As many as 62 percent of retailers have increased their budgets for loyalty programs in 2015, according to a special report by Boston Retail Partners. In addition, 46 percent of retailers say loyalty programs are a top priority.

Loyalty was the second most important priority for retailers in developing a relationship with customers, only behind customer experience and engagement, which was ranked first for 74 percent of respondents. In a recent Euclid Analytics study of the first half of 2015, loyalty was down in general for all consumers.

“One of the best ways to know the customer, reach the customer and deliver the right shopping experience is through a loyalty program,” said Ken Morris, principal, Boston Retail Partners. “Offering customers exclusive perks, relevant incentives and personalized rewards encourages them to identify themselves while shopping and allows the retailer to further tailor the experience.”
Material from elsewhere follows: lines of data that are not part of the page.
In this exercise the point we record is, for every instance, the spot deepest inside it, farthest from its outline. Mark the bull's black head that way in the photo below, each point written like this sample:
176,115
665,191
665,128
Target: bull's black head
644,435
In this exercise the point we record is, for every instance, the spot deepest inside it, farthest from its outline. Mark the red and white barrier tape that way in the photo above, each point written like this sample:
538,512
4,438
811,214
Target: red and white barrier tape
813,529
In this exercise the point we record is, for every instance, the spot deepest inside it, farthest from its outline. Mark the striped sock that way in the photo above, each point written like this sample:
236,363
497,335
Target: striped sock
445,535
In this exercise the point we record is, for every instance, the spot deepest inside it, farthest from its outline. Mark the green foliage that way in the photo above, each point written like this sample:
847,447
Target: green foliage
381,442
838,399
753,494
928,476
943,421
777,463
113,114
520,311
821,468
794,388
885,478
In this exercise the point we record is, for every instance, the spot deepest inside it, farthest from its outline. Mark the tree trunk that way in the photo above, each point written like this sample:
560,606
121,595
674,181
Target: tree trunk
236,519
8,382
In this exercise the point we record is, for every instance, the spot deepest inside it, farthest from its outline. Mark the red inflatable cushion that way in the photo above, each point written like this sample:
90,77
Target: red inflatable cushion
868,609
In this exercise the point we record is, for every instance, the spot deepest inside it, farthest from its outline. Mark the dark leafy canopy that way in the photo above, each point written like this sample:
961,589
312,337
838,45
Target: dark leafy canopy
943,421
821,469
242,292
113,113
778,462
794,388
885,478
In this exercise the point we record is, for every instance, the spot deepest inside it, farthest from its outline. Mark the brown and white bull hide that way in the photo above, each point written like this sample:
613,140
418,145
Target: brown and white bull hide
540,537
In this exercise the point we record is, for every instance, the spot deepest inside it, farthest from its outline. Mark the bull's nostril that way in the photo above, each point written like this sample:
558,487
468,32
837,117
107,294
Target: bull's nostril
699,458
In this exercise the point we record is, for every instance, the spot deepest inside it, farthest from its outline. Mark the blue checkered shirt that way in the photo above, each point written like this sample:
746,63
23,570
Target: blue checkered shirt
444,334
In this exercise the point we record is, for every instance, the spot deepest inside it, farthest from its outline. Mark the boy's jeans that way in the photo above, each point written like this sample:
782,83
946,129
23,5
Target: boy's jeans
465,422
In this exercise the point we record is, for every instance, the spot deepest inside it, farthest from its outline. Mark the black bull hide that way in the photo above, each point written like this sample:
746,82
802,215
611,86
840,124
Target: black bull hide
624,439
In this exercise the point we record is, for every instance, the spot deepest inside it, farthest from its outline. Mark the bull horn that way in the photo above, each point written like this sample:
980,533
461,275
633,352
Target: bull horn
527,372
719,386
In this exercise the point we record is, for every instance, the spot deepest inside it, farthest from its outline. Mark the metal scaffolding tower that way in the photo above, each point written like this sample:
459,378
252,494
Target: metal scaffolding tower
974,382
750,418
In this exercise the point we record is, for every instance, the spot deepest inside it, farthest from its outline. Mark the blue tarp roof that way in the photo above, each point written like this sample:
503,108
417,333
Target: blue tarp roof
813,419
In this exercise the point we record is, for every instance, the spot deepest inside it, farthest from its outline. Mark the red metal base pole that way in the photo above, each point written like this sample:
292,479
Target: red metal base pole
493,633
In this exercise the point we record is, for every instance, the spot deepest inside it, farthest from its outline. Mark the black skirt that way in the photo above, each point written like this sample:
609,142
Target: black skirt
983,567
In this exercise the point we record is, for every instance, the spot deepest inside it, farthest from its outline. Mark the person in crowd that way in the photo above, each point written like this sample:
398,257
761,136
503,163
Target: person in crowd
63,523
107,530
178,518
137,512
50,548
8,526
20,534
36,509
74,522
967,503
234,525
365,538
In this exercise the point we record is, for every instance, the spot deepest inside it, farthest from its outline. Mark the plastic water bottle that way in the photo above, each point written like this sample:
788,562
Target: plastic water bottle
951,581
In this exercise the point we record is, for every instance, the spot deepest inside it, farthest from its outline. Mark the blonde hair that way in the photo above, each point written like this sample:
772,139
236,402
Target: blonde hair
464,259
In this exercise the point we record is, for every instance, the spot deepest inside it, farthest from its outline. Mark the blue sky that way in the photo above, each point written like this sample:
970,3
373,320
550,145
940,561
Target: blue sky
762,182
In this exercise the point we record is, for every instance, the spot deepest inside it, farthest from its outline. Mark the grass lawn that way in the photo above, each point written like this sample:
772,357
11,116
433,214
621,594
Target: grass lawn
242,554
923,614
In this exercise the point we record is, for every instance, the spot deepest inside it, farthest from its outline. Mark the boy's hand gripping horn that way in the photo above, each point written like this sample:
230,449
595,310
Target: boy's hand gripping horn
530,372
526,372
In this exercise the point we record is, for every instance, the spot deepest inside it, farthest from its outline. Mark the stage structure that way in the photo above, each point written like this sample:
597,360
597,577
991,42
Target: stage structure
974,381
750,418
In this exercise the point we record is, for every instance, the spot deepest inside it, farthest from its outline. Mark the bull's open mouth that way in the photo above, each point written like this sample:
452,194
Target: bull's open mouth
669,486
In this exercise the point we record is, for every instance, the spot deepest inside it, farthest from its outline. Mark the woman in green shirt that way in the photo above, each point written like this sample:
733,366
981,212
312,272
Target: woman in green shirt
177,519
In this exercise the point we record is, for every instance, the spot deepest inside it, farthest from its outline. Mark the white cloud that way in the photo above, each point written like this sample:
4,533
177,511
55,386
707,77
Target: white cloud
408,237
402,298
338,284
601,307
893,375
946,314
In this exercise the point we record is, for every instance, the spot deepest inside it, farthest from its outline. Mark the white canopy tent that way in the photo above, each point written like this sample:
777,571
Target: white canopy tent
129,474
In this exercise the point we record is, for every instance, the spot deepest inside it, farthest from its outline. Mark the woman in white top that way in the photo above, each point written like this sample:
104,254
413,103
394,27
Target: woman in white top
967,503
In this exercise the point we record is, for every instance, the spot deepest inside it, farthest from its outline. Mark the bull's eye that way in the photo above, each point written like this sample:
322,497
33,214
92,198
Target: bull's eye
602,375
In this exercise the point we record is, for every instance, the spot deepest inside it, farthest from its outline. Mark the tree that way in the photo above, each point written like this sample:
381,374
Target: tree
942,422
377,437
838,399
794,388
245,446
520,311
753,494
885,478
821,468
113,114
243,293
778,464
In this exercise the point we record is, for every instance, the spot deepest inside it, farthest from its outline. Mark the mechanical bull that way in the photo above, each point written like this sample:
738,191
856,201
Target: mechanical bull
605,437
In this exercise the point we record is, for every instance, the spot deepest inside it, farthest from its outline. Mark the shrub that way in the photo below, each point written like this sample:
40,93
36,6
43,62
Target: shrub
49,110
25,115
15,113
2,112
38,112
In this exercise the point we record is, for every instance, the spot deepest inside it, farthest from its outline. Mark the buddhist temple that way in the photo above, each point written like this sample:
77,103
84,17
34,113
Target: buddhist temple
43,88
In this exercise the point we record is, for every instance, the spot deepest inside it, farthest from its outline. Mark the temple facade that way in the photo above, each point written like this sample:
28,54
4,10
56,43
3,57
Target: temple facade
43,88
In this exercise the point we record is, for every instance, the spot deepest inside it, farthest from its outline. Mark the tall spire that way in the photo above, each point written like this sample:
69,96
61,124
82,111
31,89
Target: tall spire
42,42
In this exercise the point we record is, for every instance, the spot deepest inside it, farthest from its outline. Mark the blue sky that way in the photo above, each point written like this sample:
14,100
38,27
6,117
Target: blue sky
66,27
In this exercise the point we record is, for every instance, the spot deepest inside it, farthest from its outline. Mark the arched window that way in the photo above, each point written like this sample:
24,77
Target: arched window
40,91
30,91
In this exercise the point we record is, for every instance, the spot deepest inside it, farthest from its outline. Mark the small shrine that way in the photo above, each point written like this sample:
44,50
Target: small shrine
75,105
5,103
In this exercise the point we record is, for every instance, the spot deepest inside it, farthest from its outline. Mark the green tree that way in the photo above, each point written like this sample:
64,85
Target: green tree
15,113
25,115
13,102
Surprisingly, 47 percent of those surveyed did not offer customers any sort of loyalty program—a loss for retailers as one-third of shoppers say they would not be loyal to a brand if it were not for a loyalty program, and 70 percent were willing to change when and where they shop to maximize points.

Loyalty is a big incentive, especially for millennials, who are willing to pay for a loyalty program membership, according to a recent LoyaltyOne survey,

In addition, very few retailers currently have the ability to identify a customer via smartphone as they walk in the store, which in turn enables the retailer to personalize the shopping experience for that specific shopper. However, 53 percent of respondents said they will implement this technology in the next five years, which is a 883 percent increase.

Of those that are currently offering loyalty programs, 12 percent are giving personalized offers, while many still rely on traditional coupons and discounts. Although gamification is not yet huge, use is up 31 percent this year from 6 percent last year, and 181 percent of retailers planned to increase the use of this loyalty platform in the next five years.